A free toolkit also is available at the Society for Hospital Medicine's "Better Outcomes for Older Adults Through Safe Transitions" (BOOST) program (see www.hospitalmedicine.org). The program is fairly new: Six hospitals entered into a pilot mentoring program last fall, and 22 more entered this spring, according to Tina Budnitz, the program's director.
One of the hospitals participating is the 697-licensed-bed Hospital at the University of Pennsylvania, Philadelphia, which implemented the BOOST program on one floor serving a general population of patients. But rather than just target older individuals, "we decided to roll it out on every patient that was admitted," said Emmanuel King, MD, director of clinical operations for the section of hospital medicine and lead physician on the floor.
The hospital functions partially as a safety net hospital so we "have a significant number of patients who are underserved from the surrounding urban community," King said.

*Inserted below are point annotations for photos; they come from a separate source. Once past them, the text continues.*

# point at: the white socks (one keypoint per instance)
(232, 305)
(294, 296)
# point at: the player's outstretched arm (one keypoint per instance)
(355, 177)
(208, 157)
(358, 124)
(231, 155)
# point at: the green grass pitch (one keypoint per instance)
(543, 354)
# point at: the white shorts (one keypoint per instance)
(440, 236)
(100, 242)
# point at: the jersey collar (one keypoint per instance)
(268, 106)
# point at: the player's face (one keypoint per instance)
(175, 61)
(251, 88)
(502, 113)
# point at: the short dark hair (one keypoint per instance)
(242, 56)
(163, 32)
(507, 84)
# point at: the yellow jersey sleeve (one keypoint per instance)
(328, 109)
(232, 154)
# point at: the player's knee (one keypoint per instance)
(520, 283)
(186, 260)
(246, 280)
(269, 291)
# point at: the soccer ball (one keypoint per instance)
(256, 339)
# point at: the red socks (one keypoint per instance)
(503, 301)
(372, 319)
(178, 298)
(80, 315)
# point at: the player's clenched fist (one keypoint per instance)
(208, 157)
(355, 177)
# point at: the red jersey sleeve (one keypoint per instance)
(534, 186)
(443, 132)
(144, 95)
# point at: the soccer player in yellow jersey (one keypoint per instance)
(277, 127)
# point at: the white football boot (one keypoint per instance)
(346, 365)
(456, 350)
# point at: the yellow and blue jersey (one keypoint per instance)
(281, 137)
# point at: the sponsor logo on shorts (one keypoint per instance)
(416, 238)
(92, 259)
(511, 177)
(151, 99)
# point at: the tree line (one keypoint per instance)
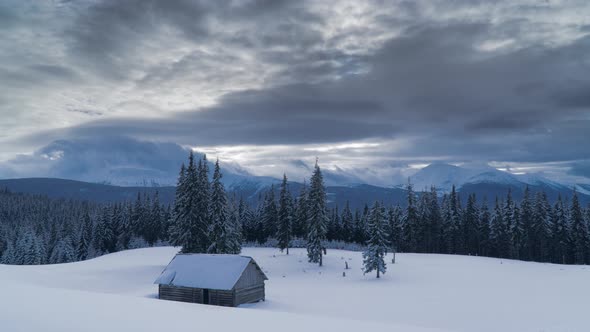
(203, 219)
(39, 230)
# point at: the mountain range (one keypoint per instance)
(485, 182)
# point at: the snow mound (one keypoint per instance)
(417, 294)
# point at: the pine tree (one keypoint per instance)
(471, 227)
(300, 220)
(434, 222)
(526, 221)
(374, 255)
(200, 192)
(85, 239)
(154, 221)
(317, 217)
(579, 232)
(411, 221)
(179, 211)
(395, 228)
(270, 216)
(559, 233)
(63, 252)
(347, 223)
(499, 236)
(285, 216)
(484, 229)
(223, 233)
(540, 229)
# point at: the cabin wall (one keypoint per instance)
(222, 298)
(182, 294)
(195, 295)
(251, 276)
(250, 294)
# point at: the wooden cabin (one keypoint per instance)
(225, 280)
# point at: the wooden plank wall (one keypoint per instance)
(222, 298)
(250, 294)
(182, 294)
(252, 276)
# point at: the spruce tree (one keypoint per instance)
(317, 217)
(347, 223)
(285, 216)
(471, 227)
(579, 232)
(85, 239)
(395, 228)
(300, 220)
(374, 255)
(499, 235)
(270, 216)
(411, 222)
(484, 229)
(559, 237)
(223, 236)
(526, 221)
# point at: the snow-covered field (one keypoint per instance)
(418, 293)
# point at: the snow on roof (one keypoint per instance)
(204, 271)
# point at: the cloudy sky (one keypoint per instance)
(373, 88)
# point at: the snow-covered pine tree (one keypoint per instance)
(85, 238)
(579, 232)
(28, 249)
(285, 216)
(222, 233)
(484, 228)
(317, 217)
(559, 238)
(200, 212)
(471, 227)
(190, 225)
(410, 222)
(154, 221)
(434, 227)
(395, 228)
(300, 219)
(540, 228)
(270, 215)
(179, 211)
(63, 252)
(347, 223)
(526, 222)
(377, 244)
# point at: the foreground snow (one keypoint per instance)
(418, 293)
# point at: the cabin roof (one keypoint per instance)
(205, 271)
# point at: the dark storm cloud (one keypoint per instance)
(444, 80)
(110, 33)
(101, 159)
(580, 168)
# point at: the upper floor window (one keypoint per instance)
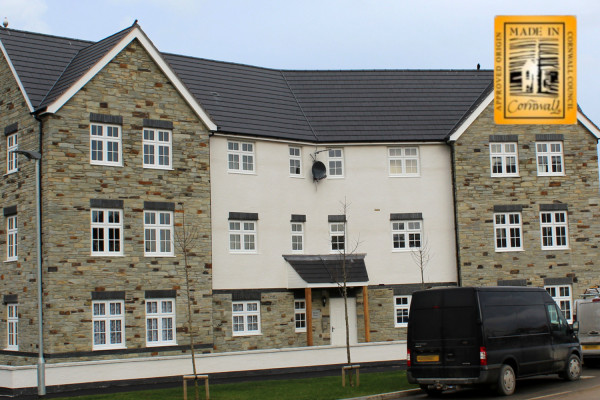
(554, 230)
(507, 231)
(12, 326)
(160, 322)
(406, 235)
(242, 236)
(336, 163)
(105, 144)
(549, 158)
(300, 315)
(337, 236)
(401, 308)
(297, 237)
(503, 159)
(107, 232)
(157, 148)
(12, 238)
(158, 233)
(403, 161)
(562, 296)
(108, 321)
(12, 162)
(245, 318)
(295, 161)
(240, 157)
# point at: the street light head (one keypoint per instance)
(32, 155)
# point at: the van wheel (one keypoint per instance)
(572, 370)
(506, 380)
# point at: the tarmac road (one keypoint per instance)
(540, 388)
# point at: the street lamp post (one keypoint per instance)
(41, 365)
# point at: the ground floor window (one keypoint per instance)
(108, 321)
(12, 320)
(300, 315)
(160, 322)
(562, 296)
(401, 307)
(245, 318)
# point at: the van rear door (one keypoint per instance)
(444, 334)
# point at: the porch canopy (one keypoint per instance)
(326, 270)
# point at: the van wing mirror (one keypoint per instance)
(576, 326)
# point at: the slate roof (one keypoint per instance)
(328, 268)
(312, 106)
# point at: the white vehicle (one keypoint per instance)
(587, 314)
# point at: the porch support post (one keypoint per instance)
(366, 314)
(308, 300)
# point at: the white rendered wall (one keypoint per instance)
(372, 195)
(154, 367)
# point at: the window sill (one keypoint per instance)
(109, 348)
(405, 176)
(507, 250)
(169, 168)
(246, 334)
(161, 344)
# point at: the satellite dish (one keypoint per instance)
(319, 171)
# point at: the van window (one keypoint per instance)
(557, 321)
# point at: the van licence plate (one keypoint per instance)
(591, 347)
(428, 358)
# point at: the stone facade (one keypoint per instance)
(477, 193)
(133, 87)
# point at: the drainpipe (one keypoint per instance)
(456, 231)
(41, 362)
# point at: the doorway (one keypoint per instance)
(338, 321)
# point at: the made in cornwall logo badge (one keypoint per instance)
(535, 70)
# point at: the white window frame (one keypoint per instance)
(12, 238)
(99, 133)
(240, 157)
(401, 310)
(295, 154)
(154, 148)
(335, 162)
(300, 315)
(502, 152)
(242, 312)
(12, 326)
(106, 228)
(400, 159)
(554, 228)
(297, 229)
(246, 233)
(158, 233)
(108, 321)
(335, 228)
(563, 297)
(550, 159)
(509, 227)
(12, 160)
(408, 232)
(160, 322)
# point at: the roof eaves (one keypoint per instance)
(487, 97)
(134, 33)
(16, 76)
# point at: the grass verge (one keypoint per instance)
(325, 388)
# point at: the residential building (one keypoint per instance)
(286, 180)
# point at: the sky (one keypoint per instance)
(319, 34)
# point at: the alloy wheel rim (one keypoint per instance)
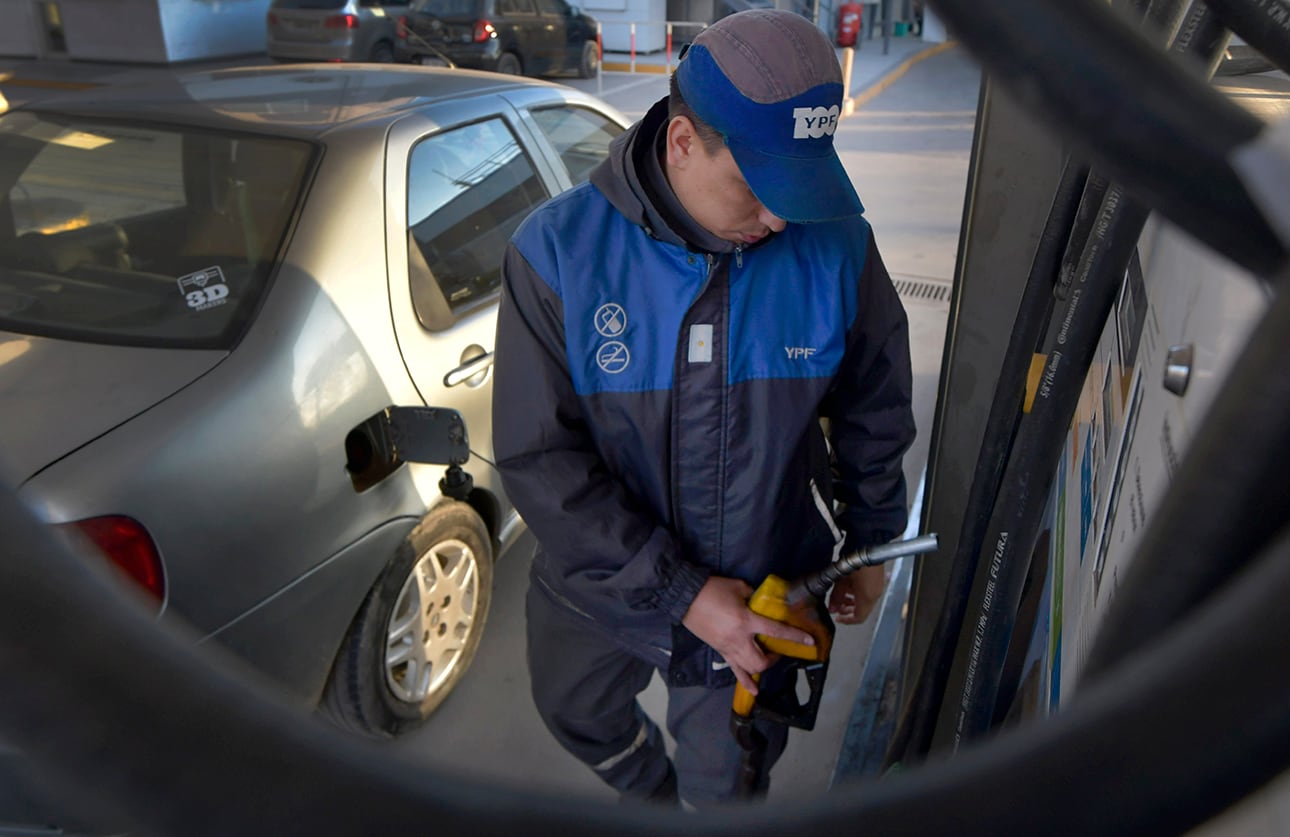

The hospital used the "7P" checklist, found in the BOOST toolbox, which simplifies the major factors for readmission to the hospital, King said. It addresses seven risk factors tied to suggested intervention for the following categories: problem medications, principal diagnosis, depression, polypharmacy, poor health literacy, patient support, and prior hospitalization. Risk factors are tied to suggested interventions.
"We've been given leeway to tailor it to whatever resources we have," King added. For instance, since a pharmacist makes rounds, an intervention was added where patients may get a special packet of information with pictures of a medication, in addition to names and doses to increase compliance.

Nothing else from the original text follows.